You can also see towards the bottom that there is a similar ingredient recommender. Based on the randomly generated baskets, it suggests the three most-similar ingredients per ingredient. This relationship between foods is pulled from the Word2vec matrix that utilizes a cosine similarity metric. So in case you don’t have a particular ingredient in your kitchen, the recommender shows you some possible alternatives.
One thing to note is that the basket will always consist of four ingredients (like the show) no matter how many food types you select.

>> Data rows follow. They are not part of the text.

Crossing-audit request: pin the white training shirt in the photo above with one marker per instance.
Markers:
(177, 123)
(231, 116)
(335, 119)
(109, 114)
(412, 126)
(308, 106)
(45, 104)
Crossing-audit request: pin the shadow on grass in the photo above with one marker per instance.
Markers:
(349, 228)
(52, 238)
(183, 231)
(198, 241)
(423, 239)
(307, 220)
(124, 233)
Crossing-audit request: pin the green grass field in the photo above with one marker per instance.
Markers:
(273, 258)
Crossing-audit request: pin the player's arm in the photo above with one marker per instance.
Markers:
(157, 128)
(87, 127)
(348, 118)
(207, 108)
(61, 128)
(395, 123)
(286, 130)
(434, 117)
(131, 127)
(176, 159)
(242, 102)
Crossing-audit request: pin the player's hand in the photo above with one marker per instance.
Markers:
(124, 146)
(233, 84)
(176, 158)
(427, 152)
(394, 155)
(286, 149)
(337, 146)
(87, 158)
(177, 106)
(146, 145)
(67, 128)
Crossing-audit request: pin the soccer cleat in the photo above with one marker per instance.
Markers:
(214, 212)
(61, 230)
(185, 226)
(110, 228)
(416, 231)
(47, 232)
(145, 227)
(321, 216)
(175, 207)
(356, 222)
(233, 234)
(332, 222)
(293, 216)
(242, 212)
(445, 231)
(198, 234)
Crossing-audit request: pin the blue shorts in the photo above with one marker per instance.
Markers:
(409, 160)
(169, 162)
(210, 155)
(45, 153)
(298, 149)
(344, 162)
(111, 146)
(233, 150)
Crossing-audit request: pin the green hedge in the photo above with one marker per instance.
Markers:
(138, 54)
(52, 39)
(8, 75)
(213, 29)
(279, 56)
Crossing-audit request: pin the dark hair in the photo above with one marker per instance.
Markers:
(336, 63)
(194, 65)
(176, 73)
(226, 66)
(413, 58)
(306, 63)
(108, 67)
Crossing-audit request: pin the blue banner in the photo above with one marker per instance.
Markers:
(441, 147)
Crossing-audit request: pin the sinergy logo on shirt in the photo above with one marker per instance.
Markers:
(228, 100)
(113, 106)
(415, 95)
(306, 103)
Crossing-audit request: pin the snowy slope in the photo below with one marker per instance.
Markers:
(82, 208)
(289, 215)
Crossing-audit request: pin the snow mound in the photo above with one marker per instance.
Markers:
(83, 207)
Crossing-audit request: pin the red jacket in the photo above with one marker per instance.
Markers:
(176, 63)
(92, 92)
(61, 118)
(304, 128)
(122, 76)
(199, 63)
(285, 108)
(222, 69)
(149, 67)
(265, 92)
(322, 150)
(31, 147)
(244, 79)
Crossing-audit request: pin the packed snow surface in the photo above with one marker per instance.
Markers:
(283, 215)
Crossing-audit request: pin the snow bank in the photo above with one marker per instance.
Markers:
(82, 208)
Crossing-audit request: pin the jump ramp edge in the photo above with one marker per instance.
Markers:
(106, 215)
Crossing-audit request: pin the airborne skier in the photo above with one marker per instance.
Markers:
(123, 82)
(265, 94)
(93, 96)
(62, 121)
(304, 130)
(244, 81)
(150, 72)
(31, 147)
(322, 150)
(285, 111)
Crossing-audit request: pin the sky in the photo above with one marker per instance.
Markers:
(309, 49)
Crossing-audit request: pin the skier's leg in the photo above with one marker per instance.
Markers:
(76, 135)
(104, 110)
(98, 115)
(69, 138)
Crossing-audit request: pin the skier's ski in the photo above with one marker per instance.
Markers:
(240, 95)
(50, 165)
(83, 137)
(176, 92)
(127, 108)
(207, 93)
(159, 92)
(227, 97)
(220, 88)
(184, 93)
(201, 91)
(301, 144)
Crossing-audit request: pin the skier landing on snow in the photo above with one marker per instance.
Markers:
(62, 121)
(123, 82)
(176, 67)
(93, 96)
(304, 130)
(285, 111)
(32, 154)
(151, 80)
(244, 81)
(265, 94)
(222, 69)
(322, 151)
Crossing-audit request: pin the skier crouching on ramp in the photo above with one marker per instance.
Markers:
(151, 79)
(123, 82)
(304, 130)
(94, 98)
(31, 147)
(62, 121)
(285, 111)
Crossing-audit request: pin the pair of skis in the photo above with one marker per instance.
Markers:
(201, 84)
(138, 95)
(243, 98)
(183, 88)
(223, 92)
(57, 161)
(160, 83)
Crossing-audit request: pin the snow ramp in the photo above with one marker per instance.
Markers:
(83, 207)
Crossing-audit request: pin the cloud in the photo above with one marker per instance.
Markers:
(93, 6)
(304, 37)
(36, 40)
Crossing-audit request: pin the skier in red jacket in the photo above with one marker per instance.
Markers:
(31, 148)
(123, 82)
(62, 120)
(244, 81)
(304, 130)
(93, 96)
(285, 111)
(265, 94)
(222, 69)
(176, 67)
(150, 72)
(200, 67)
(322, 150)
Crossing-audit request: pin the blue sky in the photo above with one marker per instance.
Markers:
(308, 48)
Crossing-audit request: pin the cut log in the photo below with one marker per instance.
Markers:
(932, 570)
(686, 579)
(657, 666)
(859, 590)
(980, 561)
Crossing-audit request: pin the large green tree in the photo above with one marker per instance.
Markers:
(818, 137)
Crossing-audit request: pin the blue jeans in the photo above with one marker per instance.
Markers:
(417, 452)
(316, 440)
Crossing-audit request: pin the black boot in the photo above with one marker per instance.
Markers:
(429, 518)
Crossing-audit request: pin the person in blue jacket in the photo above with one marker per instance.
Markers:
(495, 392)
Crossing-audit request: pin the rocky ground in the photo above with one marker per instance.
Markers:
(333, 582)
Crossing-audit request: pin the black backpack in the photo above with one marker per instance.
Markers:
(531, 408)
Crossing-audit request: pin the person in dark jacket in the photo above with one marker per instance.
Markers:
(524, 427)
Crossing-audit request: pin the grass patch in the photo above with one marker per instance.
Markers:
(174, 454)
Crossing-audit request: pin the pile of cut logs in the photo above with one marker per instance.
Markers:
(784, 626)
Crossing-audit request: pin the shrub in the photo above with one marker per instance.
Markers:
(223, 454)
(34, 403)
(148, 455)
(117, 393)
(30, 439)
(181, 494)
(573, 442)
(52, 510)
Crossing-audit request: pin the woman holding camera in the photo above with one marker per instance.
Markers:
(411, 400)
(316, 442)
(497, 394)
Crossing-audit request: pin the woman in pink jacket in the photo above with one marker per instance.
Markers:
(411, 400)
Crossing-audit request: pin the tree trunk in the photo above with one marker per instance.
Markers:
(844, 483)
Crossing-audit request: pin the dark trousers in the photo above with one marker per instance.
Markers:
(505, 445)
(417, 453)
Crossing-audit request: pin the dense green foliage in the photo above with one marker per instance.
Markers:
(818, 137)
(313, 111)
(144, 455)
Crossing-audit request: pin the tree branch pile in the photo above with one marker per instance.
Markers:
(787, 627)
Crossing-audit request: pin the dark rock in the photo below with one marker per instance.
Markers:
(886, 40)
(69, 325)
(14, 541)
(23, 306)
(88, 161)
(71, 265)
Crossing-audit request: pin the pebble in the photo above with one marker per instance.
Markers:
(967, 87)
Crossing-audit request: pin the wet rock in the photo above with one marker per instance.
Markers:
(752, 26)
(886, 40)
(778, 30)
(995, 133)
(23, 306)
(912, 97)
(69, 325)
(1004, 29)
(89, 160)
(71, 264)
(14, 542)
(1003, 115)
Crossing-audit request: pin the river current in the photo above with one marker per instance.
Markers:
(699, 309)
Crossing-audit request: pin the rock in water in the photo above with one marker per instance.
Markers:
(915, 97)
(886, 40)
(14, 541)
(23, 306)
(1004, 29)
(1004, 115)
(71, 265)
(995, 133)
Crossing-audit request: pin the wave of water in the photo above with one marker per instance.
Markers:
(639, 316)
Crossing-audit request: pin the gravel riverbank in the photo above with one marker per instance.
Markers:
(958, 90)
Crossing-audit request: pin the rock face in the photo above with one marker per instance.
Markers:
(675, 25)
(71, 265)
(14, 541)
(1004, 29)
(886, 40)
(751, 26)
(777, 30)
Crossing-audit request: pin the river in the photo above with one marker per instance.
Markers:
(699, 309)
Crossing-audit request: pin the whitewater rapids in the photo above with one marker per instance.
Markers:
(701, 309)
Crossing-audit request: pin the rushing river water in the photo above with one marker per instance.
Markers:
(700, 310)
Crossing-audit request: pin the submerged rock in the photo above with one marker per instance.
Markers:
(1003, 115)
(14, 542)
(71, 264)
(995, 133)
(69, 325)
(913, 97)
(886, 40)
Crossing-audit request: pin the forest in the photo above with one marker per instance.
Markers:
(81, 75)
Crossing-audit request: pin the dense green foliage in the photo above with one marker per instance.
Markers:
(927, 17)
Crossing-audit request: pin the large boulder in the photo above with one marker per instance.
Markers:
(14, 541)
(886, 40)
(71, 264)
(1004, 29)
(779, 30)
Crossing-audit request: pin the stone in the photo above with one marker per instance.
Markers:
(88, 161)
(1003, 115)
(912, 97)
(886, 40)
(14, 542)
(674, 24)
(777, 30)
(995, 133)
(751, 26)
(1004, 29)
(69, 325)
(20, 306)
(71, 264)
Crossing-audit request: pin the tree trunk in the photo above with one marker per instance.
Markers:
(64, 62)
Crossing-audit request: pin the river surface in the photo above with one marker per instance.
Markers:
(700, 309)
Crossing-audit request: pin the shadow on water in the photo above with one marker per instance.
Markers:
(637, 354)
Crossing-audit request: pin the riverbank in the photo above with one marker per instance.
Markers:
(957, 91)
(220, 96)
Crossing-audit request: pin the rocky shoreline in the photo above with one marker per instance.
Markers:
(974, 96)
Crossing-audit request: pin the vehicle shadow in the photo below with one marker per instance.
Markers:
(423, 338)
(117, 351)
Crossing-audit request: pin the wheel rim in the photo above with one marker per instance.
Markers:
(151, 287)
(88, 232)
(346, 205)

This app has been deployed and is also available here: https://chopped-basket-generator.herokuapp.com/
Key Takeaways
-
The Chopped Mystery Baskets pulled from clear food categories. Examples like seafood, vegetables, and fruits were often included in each round.
-
However, just because the food type was available, this did not mean that it was required to be included in the basket. This was demonstrated by the appetizer and dessert baskets, in which there were a greater number of clusters/food-types than the number of ingredients used in each basket (usually four) for the show.
-
Last but not least, human intuition and expertise are clearly needed to organize a challenging but doable episode. It is clear why Food Network has culinary experts working on creating these baskets - the work that a machine can do is somewhat limited in terms of determining the relationship between foods.
Future Considerations
- Get single-type clusters by adjusting k. Some groups seemed to be a mix of two clear food types so maybe more clusters are needed to comb those out.
- Refine model to account for outliers. For example kiwi was in sauce/garnish instead of fruit.
- Expand the base dataset for the similar ingredient recommender. This would provide a larger variety of recommendations.